Clearly, many of these changes are things you can do on your own. For many of us, it's difficult to get ourselves going, and we may prefer to seek the help of a professional counselor to help us move past that stuck point. Certainly if you have been stuck for a long time, or if you are at the point where you are seriously neglecting important aspects of your life or even thinking about suicide, you must seek professional help.

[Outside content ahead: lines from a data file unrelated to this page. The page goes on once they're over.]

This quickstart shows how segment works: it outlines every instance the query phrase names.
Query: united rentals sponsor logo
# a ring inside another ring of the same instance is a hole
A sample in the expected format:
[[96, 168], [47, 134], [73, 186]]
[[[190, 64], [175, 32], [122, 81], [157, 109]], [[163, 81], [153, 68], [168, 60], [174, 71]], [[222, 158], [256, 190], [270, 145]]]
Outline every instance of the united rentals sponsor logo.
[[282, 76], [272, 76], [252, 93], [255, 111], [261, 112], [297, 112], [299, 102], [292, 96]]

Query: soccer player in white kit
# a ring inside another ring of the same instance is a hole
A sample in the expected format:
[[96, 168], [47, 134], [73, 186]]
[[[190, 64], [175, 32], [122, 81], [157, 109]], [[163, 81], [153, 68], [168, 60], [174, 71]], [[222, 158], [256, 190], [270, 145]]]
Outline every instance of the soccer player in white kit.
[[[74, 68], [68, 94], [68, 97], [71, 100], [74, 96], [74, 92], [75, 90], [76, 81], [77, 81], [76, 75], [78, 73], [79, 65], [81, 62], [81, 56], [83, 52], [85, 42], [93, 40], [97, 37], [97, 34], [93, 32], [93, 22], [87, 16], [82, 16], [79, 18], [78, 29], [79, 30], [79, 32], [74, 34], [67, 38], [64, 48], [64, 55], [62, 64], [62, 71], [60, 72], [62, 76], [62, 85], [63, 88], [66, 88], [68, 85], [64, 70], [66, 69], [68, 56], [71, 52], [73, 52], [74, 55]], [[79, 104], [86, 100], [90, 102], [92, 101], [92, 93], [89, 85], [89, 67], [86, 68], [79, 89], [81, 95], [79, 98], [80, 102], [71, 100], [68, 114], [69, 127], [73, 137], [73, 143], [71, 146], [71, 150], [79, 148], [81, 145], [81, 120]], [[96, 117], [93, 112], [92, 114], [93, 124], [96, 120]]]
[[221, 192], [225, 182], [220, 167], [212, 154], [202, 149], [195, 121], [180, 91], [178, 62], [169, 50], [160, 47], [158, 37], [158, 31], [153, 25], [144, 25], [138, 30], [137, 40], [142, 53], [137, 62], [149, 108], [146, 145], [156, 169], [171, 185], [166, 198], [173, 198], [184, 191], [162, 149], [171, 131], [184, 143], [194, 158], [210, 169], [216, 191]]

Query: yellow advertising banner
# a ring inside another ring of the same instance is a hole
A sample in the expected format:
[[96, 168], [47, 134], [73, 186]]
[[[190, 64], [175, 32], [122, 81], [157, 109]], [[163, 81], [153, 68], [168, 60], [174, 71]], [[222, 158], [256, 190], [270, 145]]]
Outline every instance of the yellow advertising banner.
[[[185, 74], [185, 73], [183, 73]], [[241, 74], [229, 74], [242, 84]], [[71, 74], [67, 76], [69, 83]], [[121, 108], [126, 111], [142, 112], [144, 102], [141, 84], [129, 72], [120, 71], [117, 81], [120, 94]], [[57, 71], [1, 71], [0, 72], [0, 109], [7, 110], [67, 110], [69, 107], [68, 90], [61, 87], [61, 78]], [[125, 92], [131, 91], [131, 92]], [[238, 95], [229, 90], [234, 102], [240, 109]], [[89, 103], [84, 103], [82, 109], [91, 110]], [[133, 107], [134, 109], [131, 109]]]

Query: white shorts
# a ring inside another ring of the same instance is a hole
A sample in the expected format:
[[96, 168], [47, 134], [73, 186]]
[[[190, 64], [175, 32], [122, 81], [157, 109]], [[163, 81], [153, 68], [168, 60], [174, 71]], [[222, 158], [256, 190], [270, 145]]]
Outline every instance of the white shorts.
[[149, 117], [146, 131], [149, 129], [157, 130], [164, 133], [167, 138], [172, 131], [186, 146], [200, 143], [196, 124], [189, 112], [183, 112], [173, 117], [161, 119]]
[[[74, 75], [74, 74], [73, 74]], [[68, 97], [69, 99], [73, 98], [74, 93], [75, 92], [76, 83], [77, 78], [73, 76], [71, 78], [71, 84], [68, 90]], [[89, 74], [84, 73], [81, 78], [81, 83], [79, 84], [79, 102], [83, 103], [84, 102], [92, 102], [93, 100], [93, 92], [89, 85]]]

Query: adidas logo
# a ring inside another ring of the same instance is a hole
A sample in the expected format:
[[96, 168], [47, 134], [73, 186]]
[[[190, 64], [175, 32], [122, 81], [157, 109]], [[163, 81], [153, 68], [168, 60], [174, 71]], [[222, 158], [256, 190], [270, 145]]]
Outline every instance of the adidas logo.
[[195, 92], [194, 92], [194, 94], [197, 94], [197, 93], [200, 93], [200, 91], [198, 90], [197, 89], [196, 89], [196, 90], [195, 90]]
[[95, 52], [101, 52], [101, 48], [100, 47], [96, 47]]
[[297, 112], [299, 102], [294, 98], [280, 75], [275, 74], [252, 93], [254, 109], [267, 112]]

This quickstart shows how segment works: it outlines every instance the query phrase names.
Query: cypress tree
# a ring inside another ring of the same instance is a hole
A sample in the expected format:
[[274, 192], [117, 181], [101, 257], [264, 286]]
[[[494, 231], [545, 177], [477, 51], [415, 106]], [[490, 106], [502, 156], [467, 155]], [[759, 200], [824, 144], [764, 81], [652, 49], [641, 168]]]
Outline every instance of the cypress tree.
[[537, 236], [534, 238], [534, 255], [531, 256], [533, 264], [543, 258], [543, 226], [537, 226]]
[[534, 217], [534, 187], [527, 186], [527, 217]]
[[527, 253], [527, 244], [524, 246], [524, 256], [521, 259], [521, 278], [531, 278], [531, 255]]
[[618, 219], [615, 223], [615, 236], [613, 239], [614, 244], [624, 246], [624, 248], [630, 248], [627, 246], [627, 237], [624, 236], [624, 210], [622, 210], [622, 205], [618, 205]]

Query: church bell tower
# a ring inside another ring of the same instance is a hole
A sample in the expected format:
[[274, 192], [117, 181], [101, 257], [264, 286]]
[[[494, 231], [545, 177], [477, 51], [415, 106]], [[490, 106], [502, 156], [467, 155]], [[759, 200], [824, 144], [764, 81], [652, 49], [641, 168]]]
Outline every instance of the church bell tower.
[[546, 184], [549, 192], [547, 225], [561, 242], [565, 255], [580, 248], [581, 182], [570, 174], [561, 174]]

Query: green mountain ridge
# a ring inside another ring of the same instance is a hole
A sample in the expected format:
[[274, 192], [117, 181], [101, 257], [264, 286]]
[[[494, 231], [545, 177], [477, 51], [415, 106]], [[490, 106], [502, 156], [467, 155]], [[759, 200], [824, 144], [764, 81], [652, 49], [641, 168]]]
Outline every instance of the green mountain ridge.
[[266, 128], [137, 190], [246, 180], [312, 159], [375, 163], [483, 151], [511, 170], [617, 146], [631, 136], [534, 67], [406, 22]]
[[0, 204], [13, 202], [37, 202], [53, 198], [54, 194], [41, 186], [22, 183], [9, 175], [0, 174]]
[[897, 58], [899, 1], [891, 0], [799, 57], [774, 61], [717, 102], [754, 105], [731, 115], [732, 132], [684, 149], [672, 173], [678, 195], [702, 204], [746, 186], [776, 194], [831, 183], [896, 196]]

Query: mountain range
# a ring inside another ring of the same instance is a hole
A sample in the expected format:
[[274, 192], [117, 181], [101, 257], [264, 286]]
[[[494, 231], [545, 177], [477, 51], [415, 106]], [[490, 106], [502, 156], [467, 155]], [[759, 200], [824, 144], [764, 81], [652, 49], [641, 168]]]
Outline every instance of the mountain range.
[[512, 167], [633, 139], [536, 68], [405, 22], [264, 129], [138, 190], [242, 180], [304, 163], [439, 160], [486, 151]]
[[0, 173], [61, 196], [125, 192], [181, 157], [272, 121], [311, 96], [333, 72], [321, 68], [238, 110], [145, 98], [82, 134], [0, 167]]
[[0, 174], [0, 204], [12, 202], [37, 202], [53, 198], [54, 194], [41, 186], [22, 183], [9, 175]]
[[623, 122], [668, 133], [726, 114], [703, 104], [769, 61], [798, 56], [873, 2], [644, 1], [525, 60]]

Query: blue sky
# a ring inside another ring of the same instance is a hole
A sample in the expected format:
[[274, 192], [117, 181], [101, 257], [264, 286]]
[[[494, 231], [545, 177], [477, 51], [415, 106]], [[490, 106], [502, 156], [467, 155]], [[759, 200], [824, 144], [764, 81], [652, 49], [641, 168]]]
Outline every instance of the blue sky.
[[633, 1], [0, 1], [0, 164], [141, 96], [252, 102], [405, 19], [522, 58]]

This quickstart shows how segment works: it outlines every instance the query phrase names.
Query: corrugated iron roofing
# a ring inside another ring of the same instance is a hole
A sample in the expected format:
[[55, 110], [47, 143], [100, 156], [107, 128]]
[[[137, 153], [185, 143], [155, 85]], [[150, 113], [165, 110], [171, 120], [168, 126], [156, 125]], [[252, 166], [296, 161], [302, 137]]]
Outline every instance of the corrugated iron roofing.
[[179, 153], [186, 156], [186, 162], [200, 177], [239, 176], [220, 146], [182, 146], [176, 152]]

A professional can help you get the help you need, whether that be counseling/psychotherapy or even possibly anti-depressant medications for a short period of time.

How To Cope With Depression Without Professional Help.

NOTE: If you are currently clinically depressed (that is, diagnosed by a doctor and given anti-depressant medication to help) we recommend taking your medication following the specific instructions your doctor gave you (usually on the pill bottle).

We know that you could not possibly see a professional every time you feel a little depressed, but don't worry, there are some other things you can do that may get rid of your depression or at least lessen it.

  1. Use cognitive therapy techniques to get you out of negative thought patters. What this means is that YOU need to stop thinking negatively about yourself, if you are. It is proven that we actually listen to ourselves, so if you repeat or keep saying something to yourself over and over your body does tend to hear it and listen to it. So what you need to do is try saying some good things each morning to yourself over and over and do it every morning. Look in the mirror and say I like ______ about myself. Each day do that and strive to say something different. You can do it!
  2. Plan your day with some activities you HAVE to do and some you enjoy doing. Rate your expectations of these activities, and then re-assess how you felt about them after you have done them. It's a good idea to keep a notebook for this purpose. Write the name of the activities you have to do and those you enjoy doing and then what you think about having to do it or doing it. After you are done come back and write in the notebook what you really felt about it.
  3. Break down difficult tasks into smaller incremental parts. In other words, don't try to do something really complex at one time. Take it part by part piece by piece and then accomplish each piece individually.
  4. Give yourself credit for even the smallest things you get done. This goes back to number 1. You have to always be willing to say good things about yourself and be proud of what you do and try not to dwell so much on what you don't do.
  5. Remember that depression passes. Focus on living one at day at a time until the depression feeling is gone.
  6. Get emotional support from a family member, friend, or anyone else. Get involved in a fun activity with someone you enjoy. Spend some time with a pet. Get lots of hugs from whoever you can.
  7. Talk to an understanding, non-judgmental person for as long as you need to talk. It needs to be okay to talk about anything and for you to be able to be emotional.
  8. Get some exercise, whatever you can do. Walk, run, bike, swim etc.
  9. Get out into the sunlight as much as you can. If you must be inside try to sit next to a window.
  10. Use lots of lighting indoors. Avoid dark areas.

NOTE ABOUT 9 AND 10: Lighting is very important to depression. A lot of times, the right lighting can actually reverse the effects of depression, or at lest lesson the depressant feeling.

  1. Eliminate sugar, caffeine, and junk food from your diet. Eat three healthy meals a day. Sometimes it is the food we eat that helps keep the depression feeling going. It might be worth to try for a week and see what happens.
  2. Read a funny book or watch a funny tv show or movie. Listen to music you enjoy if it's upbeat.
  3. Take a long hot bath/shower.
  4. MOVE, MOVE, MOVE! Depression gets worse if you have to sit and do nothing. Try to move around at least every hour on the hour and find something to do.
  5. If all else fails, Sleep. When you feel you just can't go on and start thinking those suicidal things, write back to HelpingTeens (formally known as TeenHelp) first then go try to sleep. A lot of times after sleeping we feel 10 times better or at least restored.